For instance, recently I read about the heat Vanguard is facing after deciding not to offer Bitcoin ETFs (or access to crypto-related purchases of any kind). Some Bitcoin enthusiasts have reacted fiercely, encouraging people to boycott Vanguard. This Fortune article explains the situation well, stating that by not offering Bitcoin ETFs, Vanguard is doing what it has always done–avoiding highly-speculative investments–and suggesting that the bad publicity will do very little to hurt Vanguard’s business.

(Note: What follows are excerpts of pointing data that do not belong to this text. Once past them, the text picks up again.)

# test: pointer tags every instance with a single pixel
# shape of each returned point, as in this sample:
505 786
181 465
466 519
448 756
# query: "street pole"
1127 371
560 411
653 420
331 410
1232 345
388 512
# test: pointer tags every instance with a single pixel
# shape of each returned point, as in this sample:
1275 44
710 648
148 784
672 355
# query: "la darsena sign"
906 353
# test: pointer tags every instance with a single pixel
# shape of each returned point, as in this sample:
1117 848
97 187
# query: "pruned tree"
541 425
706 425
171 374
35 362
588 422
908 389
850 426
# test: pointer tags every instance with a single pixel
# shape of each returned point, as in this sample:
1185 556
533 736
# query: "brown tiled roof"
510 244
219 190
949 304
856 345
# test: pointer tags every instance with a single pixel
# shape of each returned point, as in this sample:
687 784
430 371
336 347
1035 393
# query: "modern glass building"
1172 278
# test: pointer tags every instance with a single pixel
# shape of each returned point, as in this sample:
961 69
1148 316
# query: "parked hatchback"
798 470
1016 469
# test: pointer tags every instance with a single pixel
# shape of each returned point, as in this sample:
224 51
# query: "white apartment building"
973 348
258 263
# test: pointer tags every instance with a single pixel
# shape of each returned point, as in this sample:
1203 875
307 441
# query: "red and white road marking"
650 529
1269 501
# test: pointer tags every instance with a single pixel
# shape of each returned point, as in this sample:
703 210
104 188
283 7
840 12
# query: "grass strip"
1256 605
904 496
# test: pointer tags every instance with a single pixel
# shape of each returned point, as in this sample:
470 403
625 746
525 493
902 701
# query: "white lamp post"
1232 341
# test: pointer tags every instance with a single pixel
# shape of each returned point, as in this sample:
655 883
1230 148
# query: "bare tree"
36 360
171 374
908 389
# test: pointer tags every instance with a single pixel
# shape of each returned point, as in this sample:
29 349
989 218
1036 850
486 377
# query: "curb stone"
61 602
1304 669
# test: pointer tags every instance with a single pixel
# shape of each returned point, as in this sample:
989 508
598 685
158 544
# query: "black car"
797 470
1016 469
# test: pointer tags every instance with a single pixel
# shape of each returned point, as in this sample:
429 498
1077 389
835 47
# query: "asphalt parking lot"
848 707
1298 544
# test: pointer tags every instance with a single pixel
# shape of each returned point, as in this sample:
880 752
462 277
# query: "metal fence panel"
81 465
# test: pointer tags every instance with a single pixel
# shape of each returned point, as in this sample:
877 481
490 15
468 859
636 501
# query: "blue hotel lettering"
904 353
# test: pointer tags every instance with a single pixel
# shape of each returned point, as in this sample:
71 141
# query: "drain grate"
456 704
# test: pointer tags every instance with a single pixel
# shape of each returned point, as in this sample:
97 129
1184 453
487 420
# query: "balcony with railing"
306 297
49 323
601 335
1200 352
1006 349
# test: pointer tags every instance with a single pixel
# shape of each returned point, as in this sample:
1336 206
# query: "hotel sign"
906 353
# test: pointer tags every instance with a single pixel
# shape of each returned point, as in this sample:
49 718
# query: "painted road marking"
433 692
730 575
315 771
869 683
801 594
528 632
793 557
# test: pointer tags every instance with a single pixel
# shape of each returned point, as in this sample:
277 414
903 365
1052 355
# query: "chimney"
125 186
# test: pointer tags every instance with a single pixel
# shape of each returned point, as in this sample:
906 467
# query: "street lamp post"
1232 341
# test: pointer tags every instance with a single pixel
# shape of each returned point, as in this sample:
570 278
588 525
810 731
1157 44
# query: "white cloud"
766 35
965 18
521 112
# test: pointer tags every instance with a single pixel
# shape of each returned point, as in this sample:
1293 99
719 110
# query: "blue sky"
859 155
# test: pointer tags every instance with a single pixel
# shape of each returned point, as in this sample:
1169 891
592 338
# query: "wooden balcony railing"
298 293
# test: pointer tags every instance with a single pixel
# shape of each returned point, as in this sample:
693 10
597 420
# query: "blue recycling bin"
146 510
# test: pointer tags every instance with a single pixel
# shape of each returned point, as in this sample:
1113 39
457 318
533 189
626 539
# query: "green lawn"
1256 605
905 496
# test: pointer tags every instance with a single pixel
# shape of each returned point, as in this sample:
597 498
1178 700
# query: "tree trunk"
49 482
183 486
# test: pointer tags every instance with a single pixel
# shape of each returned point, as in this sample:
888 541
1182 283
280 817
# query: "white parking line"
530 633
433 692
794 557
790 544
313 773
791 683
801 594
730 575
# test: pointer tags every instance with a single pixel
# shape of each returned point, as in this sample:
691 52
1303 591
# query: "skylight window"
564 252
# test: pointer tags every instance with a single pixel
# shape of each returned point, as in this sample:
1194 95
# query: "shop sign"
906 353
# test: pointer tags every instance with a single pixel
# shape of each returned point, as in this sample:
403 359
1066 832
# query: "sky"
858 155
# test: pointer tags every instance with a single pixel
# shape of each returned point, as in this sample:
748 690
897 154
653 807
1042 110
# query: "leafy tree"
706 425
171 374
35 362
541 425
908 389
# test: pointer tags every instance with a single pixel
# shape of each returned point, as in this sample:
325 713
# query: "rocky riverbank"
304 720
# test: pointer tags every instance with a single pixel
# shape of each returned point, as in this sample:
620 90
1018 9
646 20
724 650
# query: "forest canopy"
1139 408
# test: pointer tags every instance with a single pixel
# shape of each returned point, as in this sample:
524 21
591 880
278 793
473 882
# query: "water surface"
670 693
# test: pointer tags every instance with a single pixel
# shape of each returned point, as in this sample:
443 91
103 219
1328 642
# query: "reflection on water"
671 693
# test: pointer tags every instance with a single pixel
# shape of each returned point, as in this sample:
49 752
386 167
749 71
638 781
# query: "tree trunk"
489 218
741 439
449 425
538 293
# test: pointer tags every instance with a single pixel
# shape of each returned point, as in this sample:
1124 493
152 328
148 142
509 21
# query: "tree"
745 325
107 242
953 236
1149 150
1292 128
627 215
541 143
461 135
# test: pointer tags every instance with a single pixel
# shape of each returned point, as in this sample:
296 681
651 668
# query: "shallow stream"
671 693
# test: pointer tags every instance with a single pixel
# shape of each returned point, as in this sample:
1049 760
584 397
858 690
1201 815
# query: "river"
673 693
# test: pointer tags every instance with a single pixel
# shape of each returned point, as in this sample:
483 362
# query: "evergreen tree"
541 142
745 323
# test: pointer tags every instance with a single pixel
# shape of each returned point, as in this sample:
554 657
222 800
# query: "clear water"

I admit, the controversy struck a nerve. As a Vanguard fan and self-described “Boglehead,”* I have always respected and, more importantly, trusted Vanguard as a financial broker, among other things because it is the only brokerage that is owned by its shareholders. Also, I am not a Bitcoin investor, and would describe myself as skeptical of it. In fact, I wrote this post a little while ago: Day 5: Is Crypto the New Tulipmania?.
In this case, I admire Vanguard for sticking to its principles. I respect its choice to do what it feels is right for its investors, even when it differs from what is popular (and right now Bitcoin is obviously popular, which is why every other brokerage now seems to be offering Bitcoin ETFs now).
Vanguard has the courage to be disliked! It is not going to let the opinions of a current popular trend or an antagonistic minority stop it from doing what it has always done, just as Jack Bogle didn’t stop in the face of criticism when he put out the first index fund. They called it “Bogle’s Folly” back then, because people doubted the idea would ever take off.
How is this any different? Is Vanguard just supposed to change its tune, start going along with the parade just because Bitcoin is popular right now and some people are mad? Absent compelling evidence that Bitcoin is more than a speculative investment, why should Vanguard offer it?
Vanguard has the courage of its convictions. Sometimes that leads to being disliked.
*The term refers to fans of Jack Bogle’s investing philosophy, especially the use of index funds for long-term buy-and-hold investors. Bogleheads often refers to people who use Vanguard funds, though it is not limited to them.